De Arca 1943, le 17 mars 2013 à 15:40

Entre moi et ce film, ce ne fut jamais l'amour. Je me disais que j'allais retenter le coup, ne serait-ce que pour l'excellent Gassman (et Sandrelli et l'ami Noiret et bien d'autres). Mais comme si le réalisateur n'acceptait pas que le temps a passé, pendant une partie du film, qui est une chronique qui court sur cinquante ans, Vittorio Gassman est clairement trop vieux pour son rôle – et je crois qu'il le savait bien, lui, et que ça se ressent dans son jeu.

Mais surtout, fondamentalement, je crois qu'Ettore Scola a été victime d'une sorte de malentendu fatal pour son genre de cinéma, j'entends la sorte de cinéma pour laquelle nous l'avons tant aimé : il a cru la critique. Laquelle l'a déclaré "grand auteur" à partir de Nous nous sommes tant aimés – mais venait justement de descendre en flamme son film Macaroni, une comédie que je trouve pour ma part désopilante.

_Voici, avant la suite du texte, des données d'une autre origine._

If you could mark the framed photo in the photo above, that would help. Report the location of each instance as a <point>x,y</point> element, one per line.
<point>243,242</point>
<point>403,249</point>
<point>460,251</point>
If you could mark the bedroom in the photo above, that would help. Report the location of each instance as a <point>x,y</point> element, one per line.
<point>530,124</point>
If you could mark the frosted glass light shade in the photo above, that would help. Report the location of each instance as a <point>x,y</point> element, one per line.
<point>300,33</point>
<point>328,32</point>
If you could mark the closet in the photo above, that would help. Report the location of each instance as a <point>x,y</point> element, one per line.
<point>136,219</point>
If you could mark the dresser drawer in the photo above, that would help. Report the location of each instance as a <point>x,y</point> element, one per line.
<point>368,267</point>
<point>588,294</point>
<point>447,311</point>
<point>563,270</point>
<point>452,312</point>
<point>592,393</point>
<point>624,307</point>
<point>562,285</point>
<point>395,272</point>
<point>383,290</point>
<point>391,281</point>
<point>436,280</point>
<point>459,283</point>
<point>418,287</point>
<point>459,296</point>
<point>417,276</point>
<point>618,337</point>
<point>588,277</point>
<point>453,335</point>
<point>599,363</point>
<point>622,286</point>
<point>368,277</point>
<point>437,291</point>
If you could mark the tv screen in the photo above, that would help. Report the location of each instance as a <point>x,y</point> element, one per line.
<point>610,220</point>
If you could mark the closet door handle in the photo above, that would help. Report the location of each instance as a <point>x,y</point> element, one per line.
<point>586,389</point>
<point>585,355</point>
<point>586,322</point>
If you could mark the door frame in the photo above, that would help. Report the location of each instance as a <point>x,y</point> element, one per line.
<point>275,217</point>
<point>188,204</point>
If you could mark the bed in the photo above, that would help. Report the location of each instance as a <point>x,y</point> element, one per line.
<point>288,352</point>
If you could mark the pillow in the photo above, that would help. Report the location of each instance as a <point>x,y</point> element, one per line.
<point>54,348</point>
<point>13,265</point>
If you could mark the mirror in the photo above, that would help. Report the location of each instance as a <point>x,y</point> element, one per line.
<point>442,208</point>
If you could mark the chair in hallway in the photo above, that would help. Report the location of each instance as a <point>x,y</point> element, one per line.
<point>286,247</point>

Dans La Famille, la mise en scène de monsieur Scola est plus experte que jamais, et la scénarisation chorale est évidemment une des spécialités de la maison, et les amateurs de beaux mouvements de caméra seront contents. Pourtant il manque le liant essentiel: l'humour a en grande partie foutu le camp. Or le tempo et la construction si particuliers que l'on identifie volontiers à Scola, mais qui sont en réalité propres à un cinéma de genre, un serial dont il fut un des grands maîtres, ont toujours été intimement liés au fait qu'Ettore Scola, d'abord comme dessinateur au Marc'Aurelio (feuille satirique des années 1945-50), puis gagman non crédité sur les films de Macario et de Totò, puis coscénariste en tandem avec Maccari, puis enfin réalisateur, est un humoriste, un caricaturiste qui fait rire les gens. En gros, le malentendu est le suivant: la critique intellectuelle "de festival" a aimé Nous nous sommes tant aimés malgré que ce soit une comédie, alors que ce film, apogée d'un cinéma de genre, est un chef-d’œuvre parce qu'il est une comédie.

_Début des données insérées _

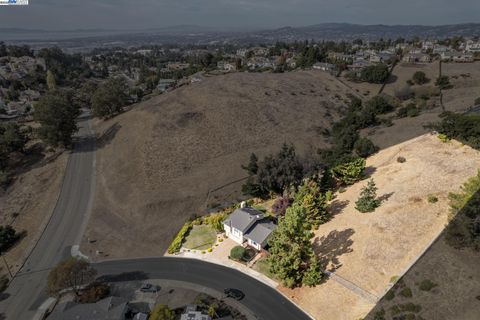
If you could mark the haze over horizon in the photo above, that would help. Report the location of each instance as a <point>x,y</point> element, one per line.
<point>56,15</point>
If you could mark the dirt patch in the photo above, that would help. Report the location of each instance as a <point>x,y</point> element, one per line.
<point>163,158</point>
<point>367,250</point>
<point>444,283</point>
<point>29,202</point>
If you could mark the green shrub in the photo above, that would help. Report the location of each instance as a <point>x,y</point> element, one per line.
<point>215,220</point>
<point>237,253</point>
<point>5,179</point>
<point>364,147</point>
<point>379,315</point>
<point>390,295</point>
<point>426,285</point>
<point>368,202</point>
<point>3,283</point>
<point>410,110</point>
<point>375,74</point>
<point>407,307</point>
<point>8,237</point>
<point>406,292</point>
<point>176,244</point>
<point>444,138</point>
<point>432,199</point>
<point>443,82</point>
<point>419,77</point>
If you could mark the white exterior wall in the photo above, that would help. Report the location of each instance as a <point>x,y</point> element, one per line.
<point>254,244</point>
<point>234,234</point>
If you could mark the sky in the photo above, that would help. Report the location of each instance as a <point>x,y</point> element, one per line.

Et donc, voici un film qui recoupe en partie ce précédent sommet, ne serait-ce que parce qu'il s'agit d'une chronique avec Vittorio Gassman qui court sur plusieurs décennies. Oh, il y a bien des touches d'ironie – on ne se refait pas – mais malheureusement, l'esprit de sérieux s'est mis de la partie et l'ennui gagne rapidement du terrain (d'autant que le film m'apparaît terriblement confiné aux intérieurs, et que la photo brunâtre de Ricardo Aronovich n'est vraiment pas ce que ce grand chef op' a fait de mieux). Or ce type de scénarisation, de construction, de mise en scène, de traitement des personnages appellent littéralement l'humour, car c'est de là qu'ils viennent, c'est dans ce vivier que cette façon de faire des films et de raconter une histoire s'est graduellement élaborée, ce qui se sent à tous les tournants: or, ça ne vient pas, même avec Furio Scarpelli et Ruggero Maccari au scénario.

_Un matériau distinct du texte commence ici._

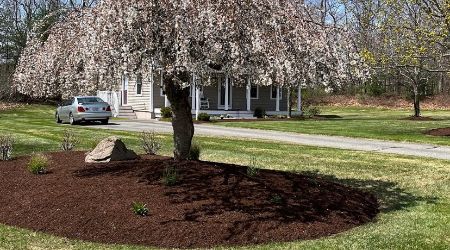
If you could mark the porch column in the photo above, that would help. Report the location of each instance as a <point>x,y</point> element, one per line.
<point>226,92</point>
<point>152,91</point>
<point>193,92</point>
<point>289,102</point>
<point>166,100</point>
<point>299,99</point>
<point>278,100</point>
<point>249,88</point>
<point>197,101</point>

C'est sans doute pourquoi la critique d'alors a encensé La Famille: enfin un vrai film sérieux, formaté "festival", qui ne risque plus, ô soulagement, d'être jamais confondu avec du cinéma populaire.

En même temps, bon, il m'arrive d'adorer ça par moments, parce que Gassman est un acteur génial, que j'ai toujours plaisir à retrouver, parce que je reconnais l'expertise narrative de scénaristes qui comptent parmi les meilleurs de l'histoire du cinéma: mais du "fonds" formidable qui a si longtemps été leur raison d'être, leur drive – comme on dit en anglais – "nationale-populaire", il ne reste presque plus rien.

J'ai trouvé ça étouffant et il m'a fallu tout mon petit change pour me rendre jusqu'au bout. Heureusement, le finale est très beau.